Multilingual Support - Multilingual enhancement to GNU Emacs


	links to this page:

Last updated at 2:19 am UTC on 24 September 1999

[23-Sep-1999 /OHSHIMA Yoshiki]

wrote to the Squeak mailing list

Please note that the design of my implementation is heavily influenced by "Mule" (Multilingual enhancement to GNU Emacs), whose development has began more than 12 years ago and still agressively improving.

Roughly speaking, the character representation in my implementation is somewhat similar to SmallInteger/LargePositiveInteger integration. The ISO-8859-1 characters are represented in the same way as current Character, and the others are represented as an object with 30 bit value field. Currently, there is no assist from the VM, so you can test it with vanilla VM.

Because I found many glitches in the implementation, don't think that the implementation is "final". (I think the names "MultiString" and "MultiCharacter" may not be good names:-).

I suppose you know the early history of Unicode standard. I believe that the committee was about to decide to go with 4byte representation, but a few company with loud-voice, including MS and Apple overturned the conscientious decision. IMHO, the six years work can't straighten the failure at the start, if the starting point is wrong.

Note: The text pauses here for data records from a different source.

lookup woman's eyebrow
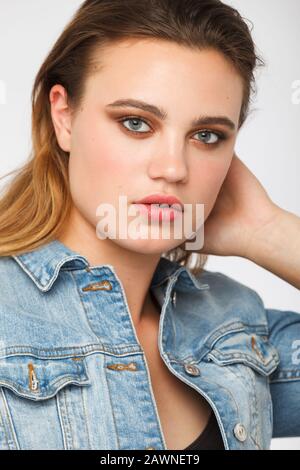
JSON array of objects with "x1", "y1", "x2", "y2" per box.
[{"x1": 106, "y1": 98, "x2": 236, "y2": 131}]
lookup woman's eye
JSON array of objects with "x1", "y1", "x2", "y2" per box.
[
  {"x1": 194, "y1": 130, "x2": 222, "y2": 145},
  {"x1": 119, "y1": 117, "x2": 225, "y2": 145},
  {"x1": 120, "y1": 117, "x2": 151, "y2": 133}
]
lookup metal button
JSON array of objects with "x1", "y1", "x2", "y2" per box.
[
  {"x1": 28, "y1": 363, "x2": 39, "y2": 392},
  {"x1": 171, "y1": 291, "x2": 177, "y2": 307},
  {"x1": 251, "y1": 335, "x2": 265, "y2": 362},
  {"x1": 145, "y1": 447, "x2": 155, "y2": 450},
  {"x1": 184, "y1": 363, "x2": 201, "y2": 376},
  {"x1": 107, "y1": 362, "x2": 137, "y2": 371},
  {"x1": 233, "y1": 423, "x2": 247, "y2": 442},
  {"x1": 82, "y1": 280, "x2": 112, "y2": 291}
]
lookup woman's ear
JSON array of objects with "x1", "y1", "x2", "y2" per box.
[{"x1": 49, "y1": 84, "x2": 72, "y2": 152}]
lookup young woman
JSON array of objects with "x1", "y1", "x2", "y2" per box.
[{"x1": 0, "y1": 0, "x2": 299, "y2": 451}]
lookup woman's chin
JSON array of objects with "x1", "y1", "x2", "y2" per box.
[{"x1": 110, "y1": 237, "x2": 185, "y2": 255}]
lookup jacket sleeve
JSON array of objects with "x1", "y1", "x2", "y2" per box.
[{"x1": 266, "y1": 308, "x2": 300, "y2": 438}]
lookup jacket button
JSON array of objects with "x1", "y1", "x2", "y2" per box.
[
  {"x1": 184, "y1": 363, "x2": 201, "y2": 376},
  {"x1": 233, "y1": 423, "x2": 247, "y2": 442},
  {"x1": 171, "y1": 291, "x2": 177, "y2": 307},
  {"x1": 145, "y1": 447, "x2": 155, "y2": 450},
  {"x1": 82, "y1": 280, "x2": 113, "y2": 291}
]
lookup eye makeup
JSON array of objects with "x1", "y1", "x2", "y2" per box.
[{"x1": 114, "y1": 113, "x2": 230, "y2": 148}]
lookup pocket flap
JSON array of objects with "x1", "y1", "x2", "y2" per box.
[
  {"x1": 0, "y1": 354, "x2": 91, "y2": 401},
  {"x1": 206, "y1": 330, "x2": 280, "y2": 376}
]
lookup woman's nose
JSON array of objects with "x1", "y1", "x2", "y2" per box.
[{"x1": 148, "y1": 148, "x2": 189, "y2": 184}]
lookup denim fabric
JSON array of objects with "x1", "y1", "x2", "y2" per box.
[{"x1": 0, "y1": 239, "x2": 299, "y2": 450}]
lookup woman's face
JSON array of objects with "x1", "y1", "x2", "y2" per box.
[{"x1": 51, "y1": 38, "x2": 243, "y2": 255}]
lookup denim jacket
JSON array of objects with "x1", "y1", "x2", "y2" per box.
[{"x1": 0, "y1": 238, "x2": 299, "y2": 450}]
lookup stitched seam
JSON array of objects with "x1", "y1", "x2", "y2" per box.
[
  {"x1": 269, "y1": 376, "x2": 300, "y2": 383},
  {"x1": 0, "y1": 388, "x2": 20, "y2": 449},
  {"x1": 80, "y1": 385, "x2": 92, "y2": 449},
  {"x1": 0, "y1": 391, "x2": 10, "y2": 449},
  {"x1": 56, "y1": 393, "x2": 67, "y2": 449},
  {"x1": 103, "y1": 355, "x2": 121, "y2": 450},
  {"x1": 249, "y1": 364, "x2": 259, "y2": 446},
  {"x1": 0, "y1": 344, "x2": 143, "y2": 358},
  {"x1": 62, "y1": 386, "x2": 74, "y2": 449}
]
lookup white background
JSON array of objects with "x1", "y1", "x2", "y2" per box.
[{"x1": 0, "y1": 0, "x2": 299, "y2": 450}]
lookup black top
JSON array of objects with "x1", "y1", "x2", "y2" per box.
[{"x1": 183, "y1": 411, "x2": 225, "y2": 450}]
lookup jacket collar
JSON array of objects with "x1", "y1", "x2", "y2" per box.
[{"x1": 12, "y1": 239, "x2": 209, "y2": 293}]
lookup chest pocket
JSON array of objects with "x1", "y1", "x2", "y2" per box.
[
  {"x1": 0, "y1": 354, "x2": 91, "y2": 400},
  {"x1": 0, "y1": 354, "x2": 92, "y2": 449},
  {"x1": 204, "y1": 329, "x2": 280, "y2": 376}
]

On a system like Squeak, where the glyph of a character should be controlled by the system itself, the character should know how to represent itself. This is the reason why I think the representation should carry enough information more than 16-bit representation.

One more thing I'd like to say is, the Unicode could be a "local" encoding in my framework. There is so much software which assumes Unicode, Squeak should be able to support it. However, the local encoding would not have glyph, because it's Unicode.